The small trader is given the right to sell a certain car within a period of one month in return for a thousand JDs given to the big trader as guarantee against any future loss resulting from this transaction. The small trader tries to sell that car within that period, and whatever profit he manages to make is his. If he makes no profit, he gets nothing, and when that car is sold for less than a thousand from its market price, he loses the thousand, which he had already paid. In addition, the big trader, so as to bear no loss, has the right to sell the car immediately in case its market price drops. If the month ends, the car is either sold for its market price, or the small trader pays another thousand to extend that deal for another month, and the car remains at the big trader`s dealership where he takes care of it in return for fifty JDs. What is the ruling of Sharia on this?
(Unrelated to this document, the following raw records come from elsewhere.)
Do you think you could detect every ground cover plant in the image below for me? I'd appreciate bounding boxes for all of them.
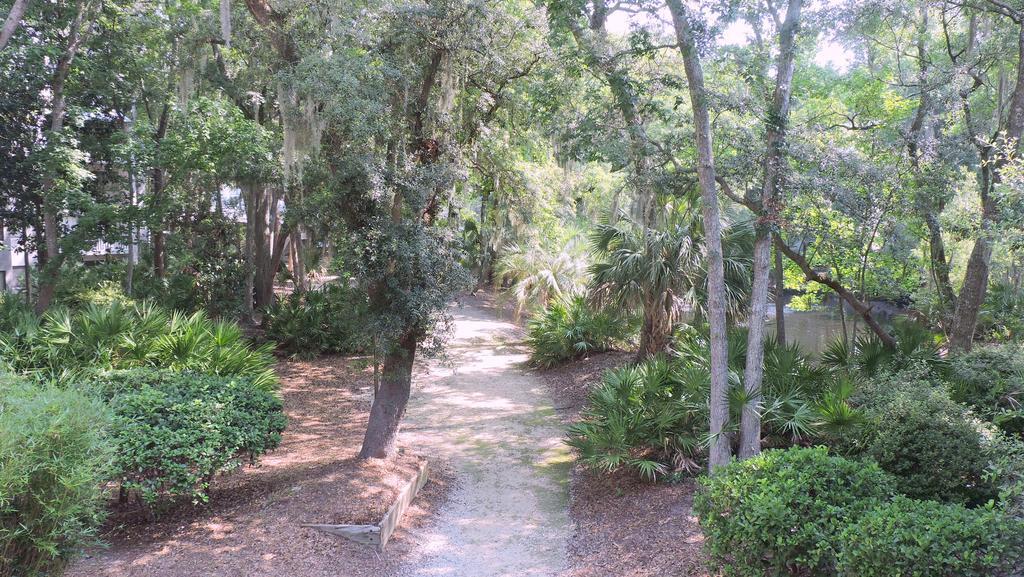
[0,375,115,576]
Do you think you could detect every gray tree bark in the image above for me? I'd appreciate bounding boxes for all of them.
[0,0,29,50]
[668,0,732,473]
[739,0,803,459]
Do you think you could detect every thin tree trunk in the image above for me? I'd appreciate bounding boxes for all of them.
[739,0,802,459]
[636,299,672,363]
[36,0,87,313]
[0,0,29,51]
[359,333,418,459]
[668,0,732,473]
[949,22,1024,351]
[22,224,32,306]
[773,249,786,344]
[151,102,171,281]
[242,182,257,322]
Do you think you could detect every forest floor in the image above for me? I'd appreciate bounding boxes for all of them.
[68,357,452,577]
[472,292,709,577]
[68,297,707,577]
[540,352,709,577]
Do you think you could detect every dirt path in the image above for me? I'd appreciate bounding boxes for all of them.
[398,305,571,577]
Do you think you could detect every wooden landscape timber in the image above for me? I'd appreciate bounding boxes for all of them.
[302,461,429,551]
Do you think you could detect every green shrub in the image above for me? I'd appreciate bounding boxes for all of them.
[526,296,632,368]
[567,330,864,479]
[96,369,286,504]
[693,447,893,577]
[949,344,1024,434]
[567,358,709,479]
[264,284,368,358]
[861,371,994,503]
[0,301,278,389]
[0,376,112,576]
[838,497,1024,577]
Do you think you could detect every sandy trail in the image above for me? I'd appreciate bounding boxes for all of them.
[398,306,571,577]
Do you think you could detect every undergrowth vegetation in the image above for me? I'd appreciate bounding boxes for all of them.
[0,290,286,575]
[0,298,278,390]
[526,296,635,368]
[263,284,368,359]
[0,374,115,576]
[98,369,285,506]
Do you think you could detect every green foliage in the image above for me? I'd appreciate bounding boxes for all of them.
[860,372,994,504]
[0,301,278,390]
[821,318,945,377]
[591,210,754,318]
[566,357,710,479]
[567,328,864,479]
[263,284,369,358]
[0,375,112,576]
[693,447,893,577]
[978,281,1024,340]
[495,234,589,315]
[949,344,1024,434]
[94,369,286,505]
[526,296,633,368]
[837,497,1024,577]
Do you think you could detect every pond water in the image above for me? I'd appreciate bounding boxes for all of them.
[765,300,904,355]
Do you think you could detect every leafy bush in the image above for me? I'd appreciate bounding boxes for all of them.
[96,369,286,504]
[264,284,368,358]
[567,358,710,479]
[821,317,945,377]
[859,370,993,503]
[0,301,278,389]
[838,497,1024,577]
[0,376,112,576]
[568,331,864,479]
[693,447,893,577]
[949,344,1024,434]
[526,296,633,368]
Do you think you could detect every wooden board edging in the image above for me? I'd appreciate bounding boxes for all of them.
[302,461,429,551]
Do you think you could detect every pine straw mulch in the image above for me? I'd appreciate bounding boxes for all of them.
[540,352,709,577]
[68,357,453,577]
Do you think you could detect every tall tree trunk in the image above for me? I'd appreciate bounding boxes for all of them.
[36,0,87,313]
[668,0,732,473]
[359,333,418,459]
[949,19,1024,351]
[774,244,786,344]
[22,224,32,306]
[636,295,672,363]
[151,101,171,281]
[242,182,257,322]
[0,0,29,51]
[949,158,996,351]
[739,0,802,459]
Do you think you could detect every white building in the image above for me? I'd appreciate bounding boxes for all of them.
[0,219,144,292]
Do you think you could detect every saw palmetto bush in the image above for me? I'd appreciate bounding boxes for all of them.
[590,211,754,360]
[567,356,710,480]
[495,237,590,317]
[821,318,946,377]
[568,328,864,479]
[263,284,369,358]
[526,296,634,369]
[0,301,278,389]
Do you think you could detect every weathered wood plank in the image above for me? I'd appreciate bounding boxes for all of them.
[302,523,381,545]
[379,461,428,550]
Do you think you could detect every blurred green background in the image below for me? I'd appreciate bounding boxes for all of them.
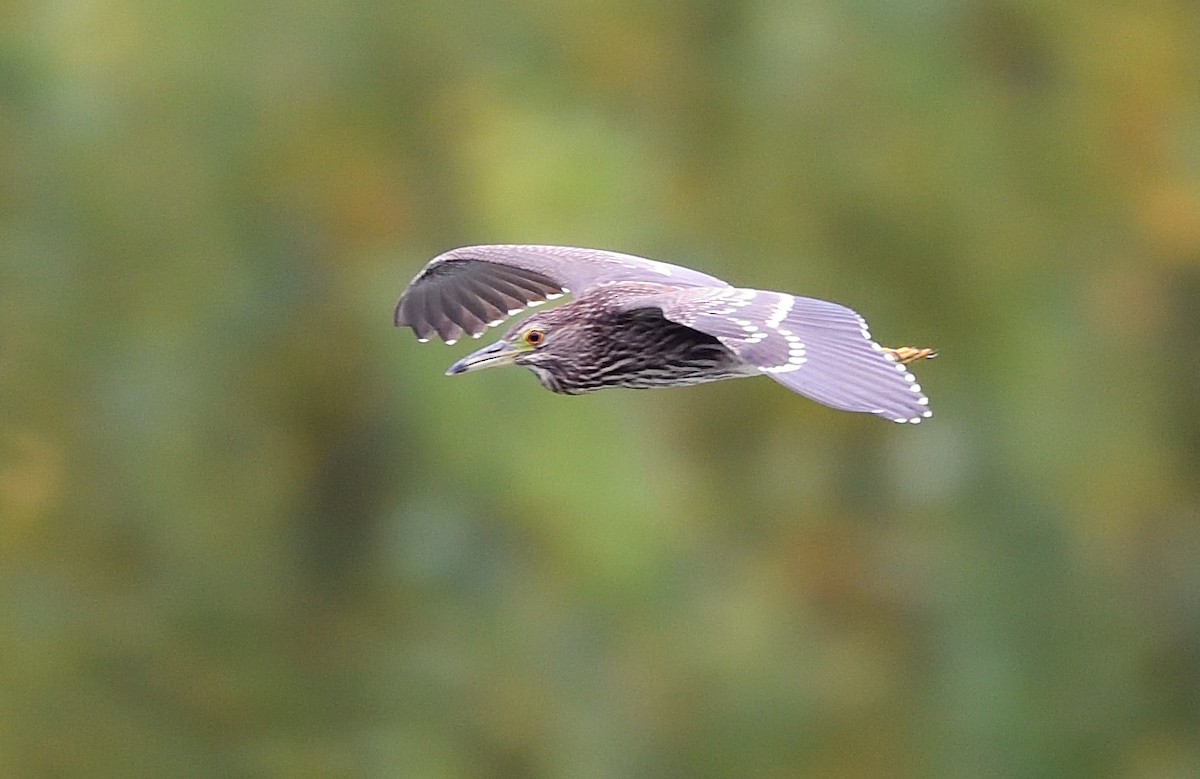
[0,0,1200,779]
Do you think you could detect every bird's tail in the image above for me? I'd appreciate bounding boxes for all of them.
[883,346,937,365]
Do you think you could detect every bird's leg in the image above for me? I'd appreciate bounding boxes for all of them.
[883,346,937,365]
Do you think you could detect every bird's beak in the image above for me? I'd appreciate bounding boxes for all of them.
[446,341,521,376]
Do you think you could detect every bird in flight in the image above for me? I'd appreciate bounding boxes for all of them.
[395,245,937,424]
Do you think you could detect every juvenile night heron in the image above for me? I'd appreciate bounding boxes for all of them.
[396,246,936,424]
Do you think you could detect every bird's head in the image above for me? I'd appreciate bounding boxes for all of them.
[446,310,588,393]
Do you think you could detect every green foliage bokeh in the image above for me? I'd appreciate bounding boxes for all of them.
[0,0,1200,779]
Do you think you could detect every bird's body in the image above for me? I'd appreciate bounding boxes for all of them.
[396,246,935,424]
[505,281,758,395]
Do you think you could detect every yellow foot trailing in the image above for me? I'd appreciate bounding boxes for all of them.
[883,346,937,365]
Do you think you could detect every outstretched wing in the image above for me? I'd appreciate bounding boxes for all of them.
[395,246,728,342]
[629,287,932,424]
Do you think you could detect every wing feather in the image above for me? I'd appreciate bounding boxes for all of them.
[395,245,728,338]
[629,287,931,423]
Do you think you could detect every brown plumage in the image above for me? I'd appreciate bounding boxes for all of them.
[395,246,936,424]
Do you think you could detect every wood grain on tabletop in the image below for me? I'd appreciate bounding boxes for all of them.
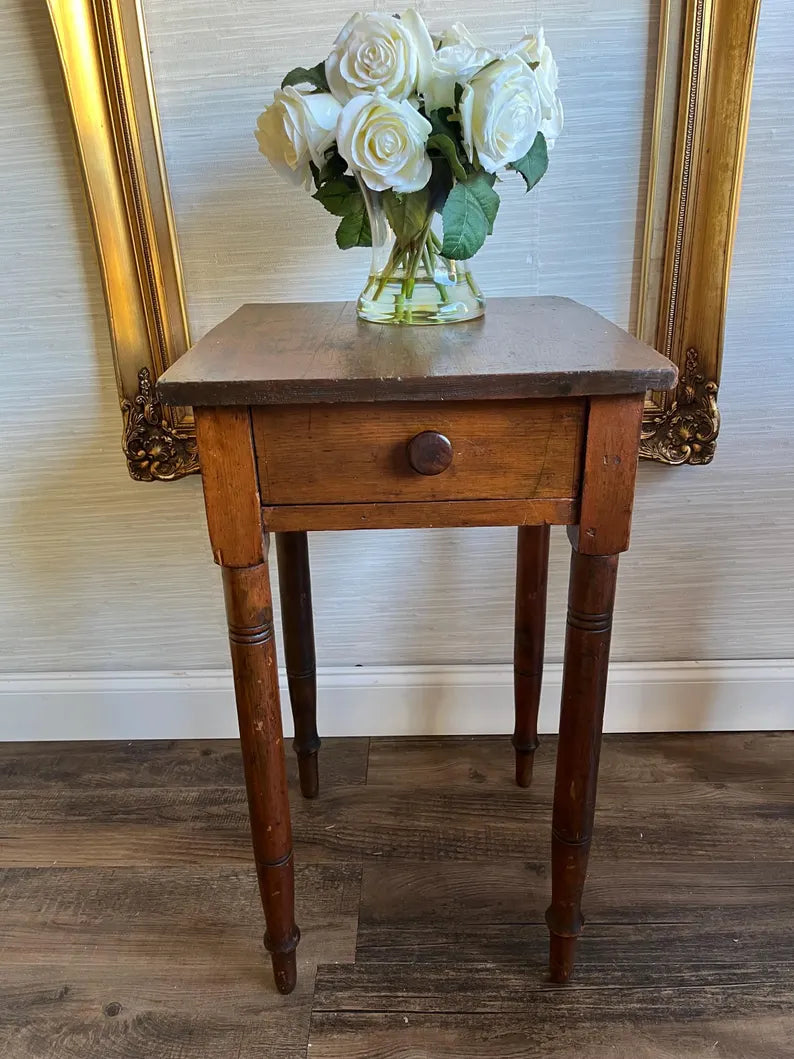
[158,298,676,405]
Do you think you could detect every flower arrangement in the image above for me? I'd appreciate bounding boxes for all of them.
[256,10,563,323]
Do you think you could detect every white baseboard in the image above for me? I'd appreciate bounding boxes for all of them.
[0,659,794,740]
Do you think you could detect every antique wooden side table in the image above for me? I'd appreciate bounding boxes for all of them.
[158,298,676,993]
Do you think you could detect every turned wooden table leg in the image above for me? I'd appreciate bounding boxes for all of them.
[512,525,549,787]
[546,395,643,982]
[223,561,301,993]
[546,551,618,982]
[275,533,320,797]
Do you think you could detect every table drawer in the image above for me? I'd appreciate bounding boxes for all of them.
[251,399,584,504]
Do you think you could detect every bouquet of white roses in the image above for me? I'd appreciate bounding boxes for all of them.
[256,11,563,322]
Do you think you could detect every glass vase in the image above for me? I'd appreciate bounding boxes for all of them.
[357,182,485,325]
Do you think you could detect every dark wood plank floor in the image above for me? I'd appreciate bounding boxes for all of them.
[0,734,794,1059]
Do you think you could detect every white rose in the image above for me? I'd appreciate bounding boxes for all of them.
[423,22,499,113]
[461,55,541,173]
[510,28,563,150]
[325,11,433,104]
[254,86,342,184]
[337,89,432,192]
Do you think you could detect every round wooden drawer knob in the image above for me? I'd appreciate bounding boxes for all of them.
[408,430,452,474]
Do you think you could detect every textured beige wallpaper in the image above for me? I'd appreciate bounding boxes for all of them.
[0,0,794,671]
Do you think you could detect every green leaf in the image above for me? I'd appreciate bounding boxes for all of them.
[337,202,373,250]
[282,61,330,92]
[428,132,466,180]
[311,177,364,217]
[507,132,548,191]
[383,187,430,247]
[428,155,455,213]
[441,183,488,261]
[466,173,502,235]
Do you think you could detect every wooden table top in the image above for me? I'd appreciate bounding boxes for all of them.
[158,298,678,406]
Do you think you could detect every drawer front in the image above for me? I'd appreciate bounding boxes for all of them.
[251,399,584,504]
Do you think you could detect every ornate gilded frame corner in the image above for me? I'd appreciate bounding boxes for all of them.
[48,0,760,482]
[636,0,760,464]
[48,0,198,482]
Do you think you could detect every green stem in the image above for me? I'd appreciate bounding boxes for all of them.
[374,243,408,302]
[423,239,449,302]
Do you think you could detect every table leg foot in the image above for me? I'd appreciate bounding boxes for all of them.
[297,750,320,798]
[265,934,300,997]
[516,747,535,787]
[548,933,577,985]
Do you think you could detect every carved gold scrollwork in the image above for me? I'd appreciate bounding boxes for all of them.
[122,367,199,482]
[639,349,720,464]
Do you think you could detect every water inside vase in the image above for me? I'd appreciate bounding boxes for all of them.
[357,187,485,325]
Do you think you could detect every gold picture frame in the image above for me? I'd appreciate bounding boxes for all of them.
[48,0,760,481]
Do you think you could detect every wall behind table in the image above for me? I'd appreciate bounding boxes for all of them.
[0,0,794,711]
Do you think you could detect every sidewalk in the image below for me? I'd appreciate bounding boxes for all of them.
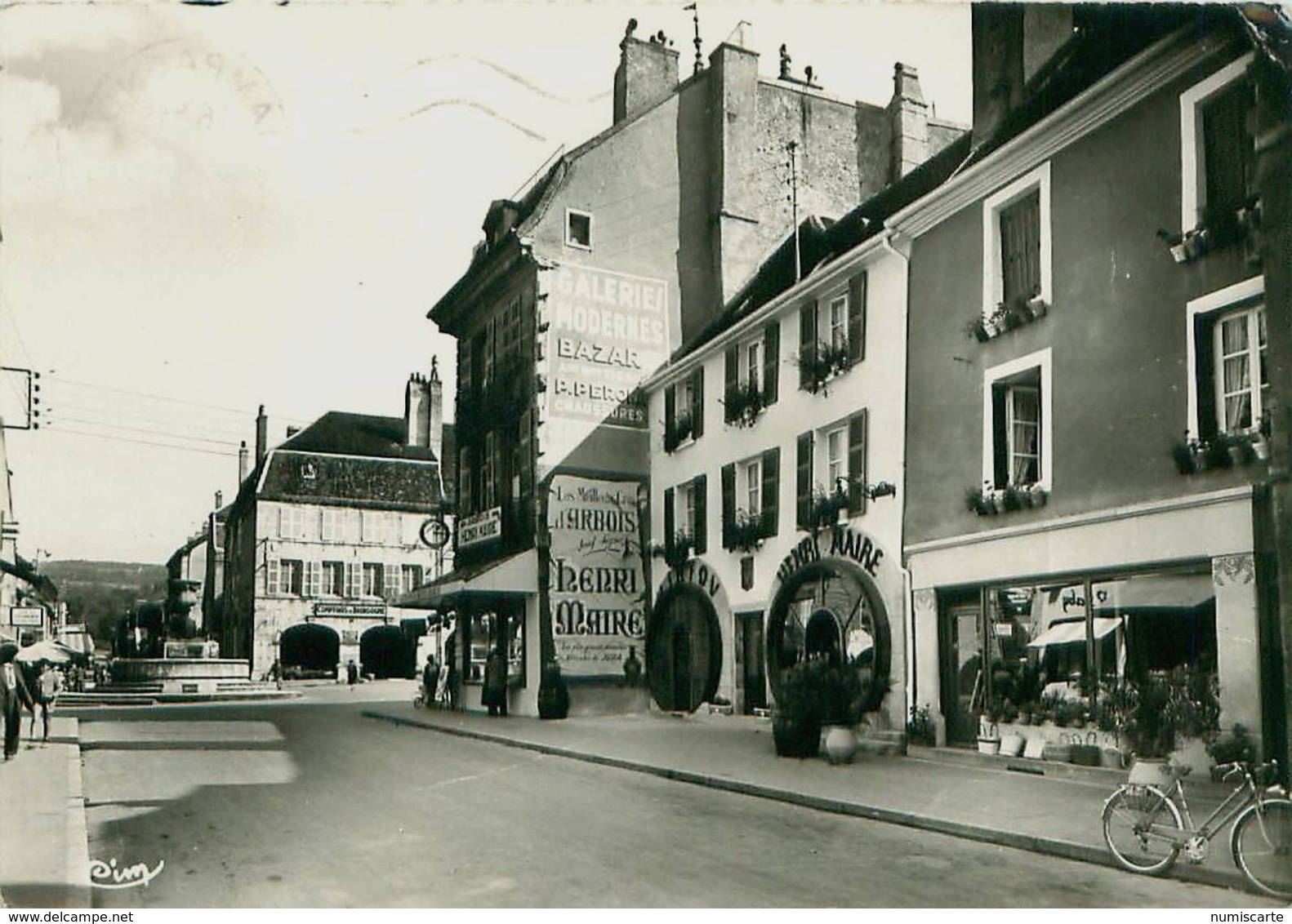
[363,704,1247,889]
[0,713,91,908]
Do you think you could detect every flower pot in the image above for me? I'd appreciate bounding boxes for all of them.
[826,726,857,764]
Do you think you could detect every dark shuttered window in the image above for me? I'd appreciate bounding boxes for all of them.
[795,433,813,529]
[1000,189,1041,304]
[848,273,867,362]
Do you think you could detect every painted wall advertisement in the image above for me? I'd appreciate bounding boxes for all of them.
[546,264,673,462]
[548,475,646,677]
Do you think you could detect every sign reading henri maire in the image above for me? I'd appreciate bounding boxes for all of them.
[548,475,646,677]
[9,606,45,626]
[314,602,386,615]
[457,507,502,549]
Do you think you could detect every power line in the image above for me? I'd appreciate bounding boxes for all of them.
[47,415,247,446]
[47,427,238,458]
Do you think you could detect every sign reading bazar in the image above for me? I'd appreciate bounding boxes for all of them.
[548,264,669,429]
[548,475,646,677]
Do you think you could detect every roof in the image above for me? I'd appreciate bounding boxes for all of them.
[673,134,972,360]
[964,2,1235,167]
[279,411,435,460]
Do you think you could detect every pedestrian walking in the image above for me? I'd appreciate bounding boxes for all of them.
[31,660,64,744]
[0,651,36,760]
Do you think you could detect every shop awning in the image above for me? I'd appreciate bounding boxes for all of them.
[394,549,539,609]
[1027,618,1121,648]
[1094,575,1216,615]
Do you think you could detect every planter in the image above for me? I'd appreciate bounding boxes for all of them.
[771,713,821,759]
[1000,731,1026,757]
[826,726,857,764]
[978,738,1000,753]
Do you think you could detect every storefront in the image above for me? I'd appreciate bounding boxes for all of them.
[910,489,1263,763]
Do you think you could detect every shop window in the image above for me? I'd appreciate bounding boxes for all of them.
[322,562,345,596]
[722,446,781,549]
[466,602,526,686]
[566,209,592,251]
[941,566,1218,740]
[982,162,1052,318]
[1179,54,1256,231]
[664,366,704,453]
[982,349,1053,489]
[1187,278,1270,440]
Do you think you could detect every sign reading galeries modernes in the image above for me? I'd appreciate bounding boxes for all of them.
[548,475,646,677]
[544,264,675,464]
Praise be to Allah, the Lord of the Worlds.
The above transaction doesn`t have one specific legal framing. Rather, it goes in between the following transactions: Non-refundable deposit sale, brokerage, Ji`alah (Conditional payment), and loan. However, it doesn`t meet all the conditions of any.
A careful examination of this transaction shows that it involves uncertainty and gambling as the small trader isn`t sure whether he will collect his thousand JDs or not. Reserving the right to the big trader to sell that car, in case he felt that its market value will drop, and burdening the small trader with paying the difference is what makes this transaction involve risk and gambling for him.
In conclusion, the above transaction is prohibited because it violates the teachings of Sharia. And Allah knows best.